For Lucee, who received some education before the epidemic occurred, school is the answer. She hopes soon that Samuel, who was also in school before the outbreak, will return, and that Isaac will soon follow. The two boys, owing to their young age, seem yet to have grasped the gravity of the situation ahead. Lucee wants it that way.
On the phone discussing her battle, Lucee sounds defiant. She’s determined to keep moving forward. She wants to go back to school, find a better home, and land a steadier source of income. While donations from Street Child and other NGOs can help her make ends meet, it’s a better future that she wants in the end. Getting closer to that will require helping to build up her community—and relying on it to do the same.
It’s these “home-grown solutions” that James Kassage Arinaitwe, a former orphan from Uganda, believes will be the answer to this crisis. While stories of individual children who’ve lost parents to Ebola in West Africa are valuable, he says they can be dangerous, too. “For every Sweetie, there are countless children left wondering why they weren’t plucked away,” he says of a New York Times profile of a 4-year-old Ebola orphan.

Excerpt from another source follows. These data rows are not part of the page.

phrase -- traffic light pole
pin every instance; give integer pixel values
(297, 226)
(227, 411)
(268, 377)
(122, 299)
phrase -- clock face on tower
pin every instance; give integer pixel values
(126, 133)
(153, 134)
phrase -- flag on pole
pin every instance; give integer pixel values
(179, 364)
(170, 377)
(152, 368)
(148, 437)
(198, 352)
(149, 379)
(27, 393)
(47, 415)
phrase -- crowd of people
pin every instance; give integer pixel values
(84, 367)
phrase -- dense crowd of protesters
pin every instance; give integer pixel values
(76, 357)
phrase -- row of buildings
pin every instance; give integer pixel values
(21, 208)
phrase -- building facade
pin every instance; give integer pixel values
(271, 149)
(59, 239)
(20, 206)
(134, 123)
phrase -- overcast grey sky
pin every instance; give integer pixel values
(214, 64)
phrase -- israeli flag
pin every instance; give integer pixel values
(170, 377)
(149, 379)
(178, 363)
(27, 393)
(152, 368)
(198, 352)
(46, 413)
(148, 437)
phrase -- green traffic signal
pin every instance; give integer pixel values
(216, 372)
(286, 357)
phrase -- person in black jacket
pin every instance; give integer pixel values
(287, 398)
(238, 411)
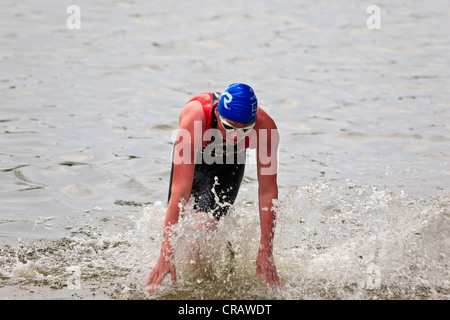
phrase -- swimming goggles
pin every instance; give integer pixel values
(229, 127)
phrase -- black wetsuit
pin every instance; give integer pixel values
(215, 186)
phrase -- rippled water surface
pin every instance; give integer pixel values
(87, 116)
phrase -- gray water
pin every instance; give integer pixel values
(87, 115)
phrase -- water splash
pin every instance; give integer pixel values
(348, 241)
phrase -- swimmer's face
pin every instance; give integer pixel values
(233, 131)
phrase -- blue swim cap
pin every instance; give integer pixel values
(238, 103)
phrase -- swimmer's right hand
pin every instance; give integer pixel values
(165, 265)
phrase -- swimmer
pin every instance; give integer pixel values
(208, 163)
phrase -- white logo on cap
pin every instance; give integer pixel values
(225, 100)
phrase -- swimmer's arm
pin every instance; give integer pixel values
(183, 175)
(267, 159)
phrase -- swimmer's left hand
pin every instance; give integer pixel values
(265, 266)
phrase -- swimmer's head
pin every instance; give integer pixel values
(238, 103)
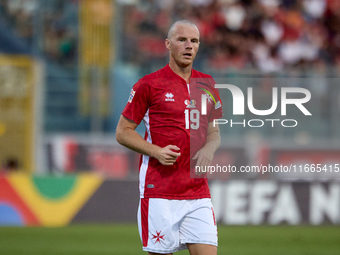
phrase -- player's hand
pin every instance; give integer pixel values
(204, 157)
(167, 155)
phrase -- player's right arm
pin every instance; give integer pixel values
(128, 137)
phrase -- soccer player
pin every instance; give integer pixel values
(175, 211)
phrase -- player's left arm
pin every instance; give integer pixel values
(206, 154)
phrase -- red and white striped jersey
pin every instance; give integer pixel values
(171, 111)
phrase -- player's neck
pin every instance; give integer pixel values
(184, 72)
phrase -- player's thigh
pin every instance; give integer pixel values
(199, 225)
(202, 249)
(158, 223)
(151, 253)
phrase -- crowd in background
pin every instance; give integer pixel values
(267, 35)
(55, 25)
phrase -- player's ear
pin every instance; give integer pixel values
(167, 44)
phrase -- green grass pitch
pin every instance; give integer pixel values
(123, 239)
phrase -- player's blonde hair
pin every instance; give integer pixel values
(172, 28)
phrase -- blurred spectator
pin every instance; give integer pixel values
(268, 35)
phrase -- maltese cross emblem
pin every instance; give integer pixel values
(158, 237)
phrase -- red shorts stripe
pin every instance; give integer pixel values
(145, 220)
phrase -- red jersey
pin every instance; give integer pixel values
(171, 111)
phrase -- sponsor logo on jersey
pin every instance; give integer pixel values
(132, 94)
(211, 98)
(169, 97)
(190, 103)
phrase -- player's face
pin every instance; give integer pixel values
(183, 45)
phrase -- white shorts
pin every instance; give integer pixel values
(166, 226)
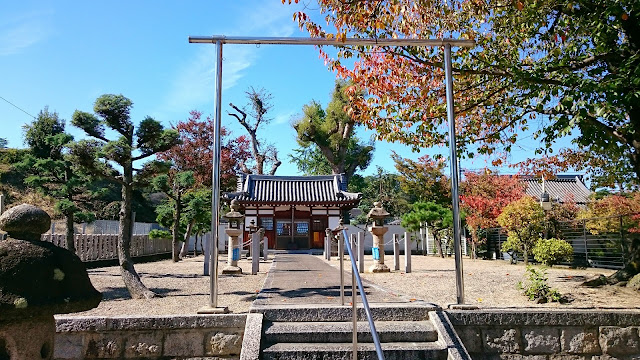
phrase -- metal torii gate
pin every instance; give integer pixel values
(215, 202)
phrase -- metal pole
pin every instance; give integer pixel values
(407, 253)
(215, 196)
(455, 198)
(354, 308)
(257, 40)
(396, 252)
(341, 257)
(361, 252)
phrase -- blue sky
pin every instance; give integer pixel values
(65, 54)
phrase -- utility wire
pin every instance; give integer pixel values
(17, 107)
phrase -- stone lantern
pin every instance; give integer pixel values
(377, 229)
(233, 231)
(37, 279)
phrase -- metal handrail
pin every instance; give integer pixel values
(355, 278)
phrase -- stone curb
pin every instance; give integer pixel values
(547, 317)
(450, 339)
(252, 337)
(383, 312)
(91, 323)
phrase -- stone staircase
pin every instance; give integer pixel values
(406, 331)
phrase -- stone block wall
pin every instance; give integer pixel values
(549, 334)
(161, 337)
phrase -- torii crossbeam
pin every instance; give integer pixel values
(219, 40)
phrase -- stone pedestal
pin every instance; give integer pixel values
(37, 280)
(234, 252)
(29, 338)
(378, 249)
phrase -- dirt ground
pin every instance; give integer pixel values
(183, 287)
(493, 284)
(487, 284)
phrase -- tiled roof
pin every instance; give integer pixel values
(294, 190)
(558, 188)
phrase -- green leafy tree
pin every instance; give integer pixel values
(331, 132)
(523, 219)
(98, 154)
(604, 216)
(423, 180)
(197, 216)
(437, 218)
(382, 186)
(51, 170)
(175, 185)
(552, 251)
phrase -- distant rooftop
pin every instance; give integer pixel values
(558, 188)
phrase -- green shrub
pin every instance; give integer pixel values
(552, 251)
(159, 234)
(536, 288)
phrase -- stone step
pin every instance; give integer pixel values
(336, 332)
(417, 311)
(391, 351)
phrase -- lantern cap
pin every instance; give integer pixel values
(234, 214)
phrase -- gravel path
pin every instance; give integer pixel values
(304, 279)
(487, 283)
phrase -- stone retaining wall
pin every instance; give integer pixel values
(550, 334)
(161, 337)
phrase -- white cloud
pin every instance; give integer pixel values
(195, 81)
(22, 32)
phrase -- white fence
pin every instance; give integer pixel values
(105, 247)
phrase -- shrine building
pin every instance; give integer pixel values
(293, 210)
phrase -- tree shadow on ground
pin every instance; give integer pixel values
(571, 278)
(121, 293)
(331, 291)
(174, 276)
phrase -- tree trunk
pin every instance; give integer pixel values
(71, 246)
(130, 277)
(187, 235)
(175, 241)
(195, 245)
(474, 243)
(438, 242)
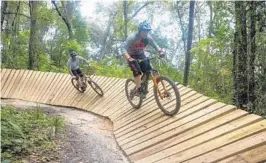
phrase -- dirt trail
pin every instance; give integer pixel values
(89, 137)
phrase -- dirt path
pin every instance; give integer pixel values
(89, 137)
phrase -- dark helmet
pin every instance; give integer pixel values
(144, 26)
(73, 53)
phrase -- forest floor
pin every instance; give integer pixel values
(87, 138)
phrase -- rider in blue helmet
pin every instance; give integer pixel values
(134, 47)
(73, 66)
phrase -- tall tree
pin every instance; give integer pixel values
(189, 40)
(252, 56)
(65, 17)
(240, 58)
(33, 55)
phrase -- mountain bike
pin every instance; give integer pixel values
(165, 91)
(81, 86)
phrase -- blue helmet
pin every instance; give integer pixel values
(144, 26)
(73, 53)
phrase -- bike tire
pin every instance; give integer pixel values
(177, 101)
(139, 100)
(74, 81)
(96, 88)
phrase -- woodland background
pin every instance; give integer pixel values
(217, 48)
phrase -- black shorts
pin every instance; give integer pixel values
(137, 68)
(77, 72)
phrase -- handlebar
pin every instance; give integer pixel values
(149, 58)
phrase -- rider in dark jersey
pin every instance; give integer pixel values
(133, 48)
(73, 66)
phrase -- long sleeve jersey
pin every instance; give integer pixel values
(135, 45)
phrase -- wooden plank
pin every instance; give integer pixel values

The danger with singling out individuals, he says, is that it can leave the others wondering: Why not me? Saving one child at a time does nothing to better the place from which they’re being saved. With this mind, he hopes the communities themselves can unite together—much like they did to slow the epidemic—and lift these children up.
“Only then can we ensure that the child survivors of Ebola are born in an Africa where they are not seen as victims or beggars,” he says, “but as captains of their own fate.”